Image courtesy of Disney Animation Studios

The powers are assigned to each child at a certain age in a special ceremony—every child, that is, except Mirabel (voiced by Stephanie Beatriz of In the Heights and “Brooklyn 99″), who is probably the kindest and most selfless member of the family. But because she has no gift, she feels like something less-than in her family, and her confidence level plummets the older she gets. Her sweet grandmother Alma (Maria Cecilia Botero) considers her the rock-solid center of the family and a great organizer, mediator, and leader to the entirety of Encanto, but that’s not enough for Mirabel. But soon, the girl begins to have visions of the house itself falling apart and losing its connection to whatever power is giving everyone their gifts. And naturally, because she has no powers, no one believes her, which of course makes her doubt herself as well.

Directed by Byron Howard (Zootopia, Tangled) and Jared Bush (co-director Zootopia), and co-directed by Charise Castro Smith, Encanto certainly stands out among the recent crop of Disney Animation Studios’ work (and not just because it features an all-Latino cast—unless you include Alan Tudyk, who voices a toucan). Miranda’s songs aren’t just pop songs wedged into the movie; they are full-fledged show tunes that help tell and enhance the story being told (far more so than his music did in Moana), and in some cases, they absolutely elevate the proceedings. Plus, there’s actual, intricate choreography on display here that almost looks like the animators motion-captured dancers; I can’t recall a time when I’ve seen anything quite that detailed as far as dance in animation is concerned.
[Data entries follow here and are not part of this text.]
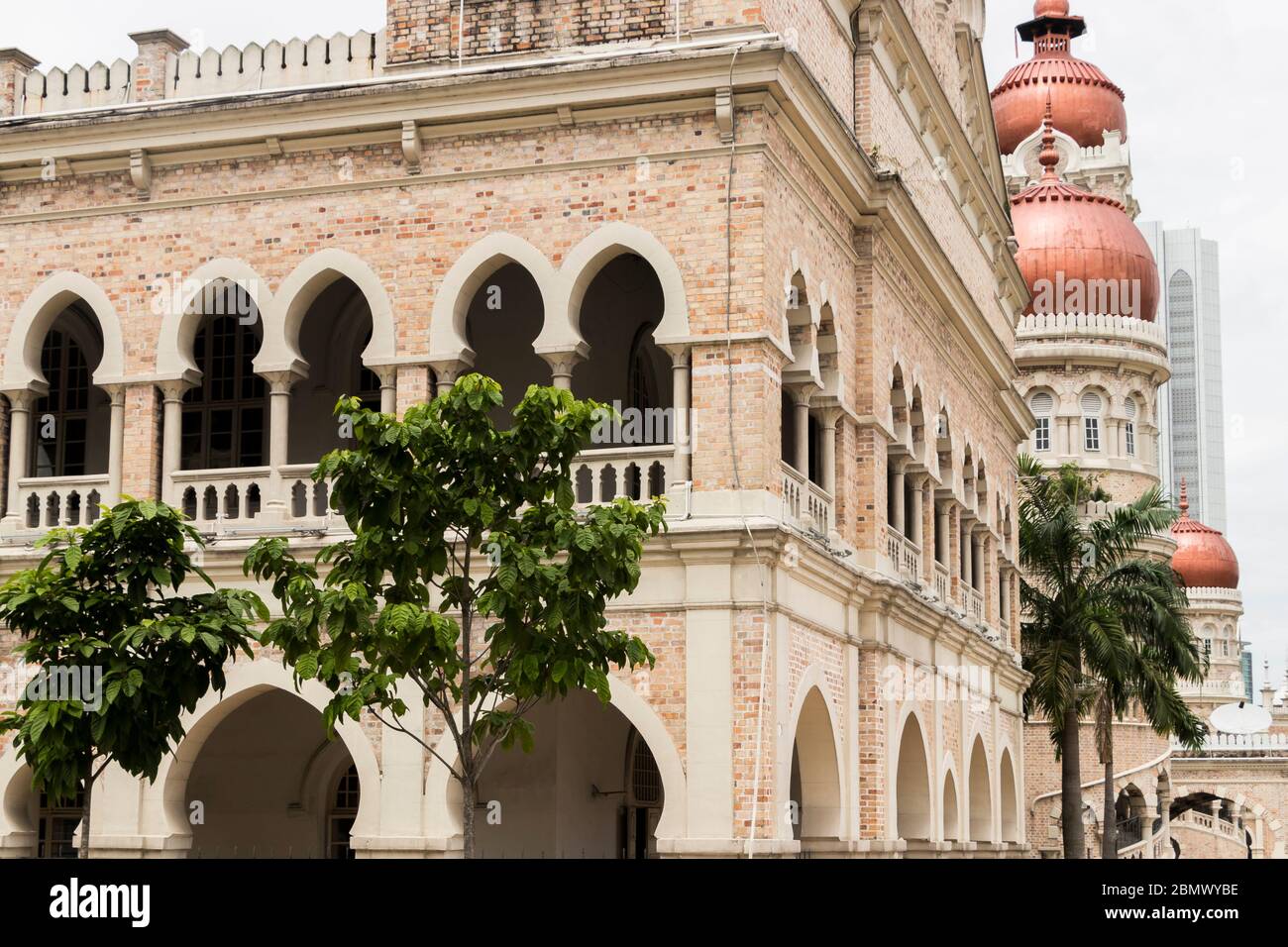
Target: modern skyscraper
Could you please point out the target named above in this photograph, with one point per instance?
(1192, 411)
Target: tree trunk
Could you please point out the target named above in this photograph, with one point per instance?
(85, 808)
(469, 791)
(1070, 789)
(1109, 840)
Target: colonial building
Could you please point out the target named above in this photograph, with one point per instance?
(781, 227)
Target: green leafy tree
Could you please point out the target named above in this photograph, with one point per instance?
(1104, 626)
(471, 577)
(119, 654)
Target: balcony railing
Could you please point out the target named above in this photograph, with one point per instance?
(905, 556)
(943, 582)
(804, 499)
(44, 502)
(223, 497)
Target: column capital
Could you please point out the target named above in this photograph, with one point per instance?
(802, 392)
(447, 371)
(681, 354)
(21, 398)
(562, 361)
(281, 381)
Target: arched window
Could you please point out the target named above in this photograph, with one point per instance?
(644, 800)
(60, 424)
(1043, 406)
(344, 810)
(224, 420)
(56, 826)
(1129, 428)
(1091, 407)
(642, 381)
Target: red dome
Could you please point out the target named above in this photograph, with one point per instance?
(1203, 558)
(1080, 252)
(1085, 103)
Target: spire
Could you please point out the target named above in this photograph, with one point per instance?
(1050, 157)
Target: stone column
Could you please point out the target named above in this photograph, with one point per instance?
(150, 65)
(682, 411)
(447, 372)
(14, 67)
(915, 531)
(387, 375)
(20, 441)
(562, 364)
(115, 445)
(800, 455)
(943, 513)
(171, 436)
(897, 493)
(279, 382)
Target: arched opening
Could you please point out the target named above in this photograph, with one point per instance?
(334, 333)
(1010, 800)
(226, 414)
(952, 832)
(912, 785)
(618, 313)
(980, 795)
(71, 421)
(503, 318)
(590, 789)
(268, 784)
(1129, 813)
(815, 781)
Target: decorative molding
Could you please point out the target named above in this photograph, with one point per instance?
(141, 172)
(411, 146)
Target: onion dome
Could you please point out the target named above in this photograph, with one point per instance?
(1203, 558)
(1081, 253)
(1085, 102)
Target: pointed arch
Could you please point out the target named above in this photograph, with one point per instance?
(37, 317)
(447, 338)
(1010, 793)
(979, 793)
(281, 348)
(814, 742)
(912, 806)
(583, 264)
(181, 315)
(442, 817)
(163, 810)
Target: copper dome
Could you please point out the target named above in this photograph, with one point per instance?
(1203, 558)
(1080, 253)
(1085, 102)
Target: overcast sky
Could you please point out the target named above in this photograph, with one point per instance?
(1205, 98)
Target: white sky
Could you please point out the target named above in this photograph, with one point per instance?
(1209, 149)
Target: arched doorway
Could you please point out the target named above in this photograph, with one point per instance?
(912, 785)
(267, 784)
(503, 318)
(980, 795)
(951, 825)
(1010, 800)
(815, 777)
(591, 788)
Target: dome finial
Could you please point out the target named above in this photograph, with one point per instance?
(1050, 157)
(1051, 8)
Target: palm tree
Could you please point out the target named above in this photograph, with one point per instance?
(1100, 621)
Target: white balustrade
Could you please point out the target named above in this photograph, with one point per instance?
(44, 502)
(222, 497)
(635, 474)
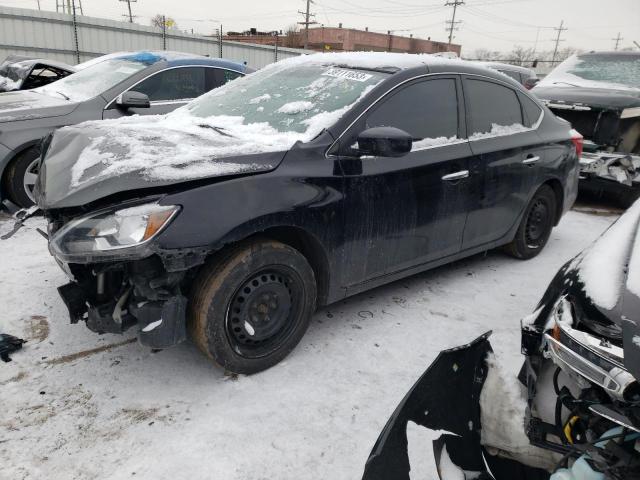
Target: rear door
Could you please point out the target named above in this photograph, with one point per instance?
(507, 152)
(167, 90)
(402, 212)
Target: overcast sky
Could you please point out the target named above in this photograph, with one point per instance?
(492, 24)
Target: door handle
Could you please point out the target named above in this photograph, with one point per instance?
(452, 177)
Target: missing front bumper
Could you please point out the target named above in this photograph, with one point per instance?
(162, 323)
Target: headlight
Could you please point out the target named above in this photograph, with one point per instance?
(111, 233)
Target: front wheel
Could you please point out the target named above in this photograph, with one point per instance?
(536, 225)
(21, 175)
(250, 307)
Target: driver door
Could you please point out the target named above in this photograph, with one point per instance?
(405, 212)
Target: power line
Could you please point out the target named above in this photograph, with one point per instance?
(130, 15)
(559, 30)
(452, 23)
(307, 21)
(617, 40)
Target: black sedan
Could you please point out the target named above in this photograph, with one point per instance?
(311, 180)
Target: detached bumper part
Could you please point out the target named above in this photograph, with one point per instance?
(162, 323)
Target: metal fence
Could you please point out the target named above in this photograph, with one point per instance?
(75, 38)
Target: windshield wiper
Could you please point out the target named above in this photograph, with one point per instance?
(63, 95)
(219, 130)
(566, 83)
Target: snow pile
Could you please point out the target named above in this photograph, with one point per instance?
(448, 469)
(602, 270)
(7, 84)
(433, 142)
(500, 130)
(259, 99)
(592, 71)
(292, 108)
(502, 413)
(171, 148)
(633, 277)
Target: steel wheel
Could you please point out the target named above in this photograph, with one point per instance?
(538, 223)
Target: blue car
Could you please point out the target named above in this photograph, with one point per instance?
(111, 86)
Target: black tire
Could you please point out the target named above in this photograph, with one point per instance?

I love the interactions Mirabel has with her sisters, especially exchanges with Jessica Darrow’s super-strong Luisa. But the film goes from good to great late in the game with the introduction of Mirabel’s Uncle Bruno (John Leguizamo), who either left the family or was banished after an incident that almost destroyed their home. Mirabel figures out where he’s hiding and suspects that he may have some idea what her visions (which are quickly becoming reality, as people and the house seem to be losing their gifts) might mean. He’s nervous about revealing himself to the rest of the family again because he’s not sure what will happen, and it’s at this point that the true message of Encanto reveals itself to be about confidence and accepting one’s own self-worth and specialness even in a place where being special has a different meaning. It’s a worthy, if somewhat overly simplistic and vague, lesson that all people should take to heart.

What the film really has going for it are beautifully realized characters who are an absolute joy to spend time with. The singing and dancing are a lovely bonus and only serve to improve upon what’s already there. In some cases, the music helps smooth over some of the movie’s less interesting moments. Even still, the entertainment value of Encanto is without question thanks to a combination of the film’s setting in an idealistic society and the insertion of a healthy amount of cynicism about what a place would be like where some small portion of the population was “better” than the rest. And the combination of Beatriz and Leguizamo is unstoppable; I just wish it didn’t take as long to finally bring their characters together. Ultimately, it’s a minor complaint, and the fact that the film looks so damn impressive goes a long way toward keeping our eyes occupied until the character development finally kicks in. Encanto is a worthy and enjoyable experience, well worth your own journey to the big screen to see it.

Encanto is now playing in select theaters.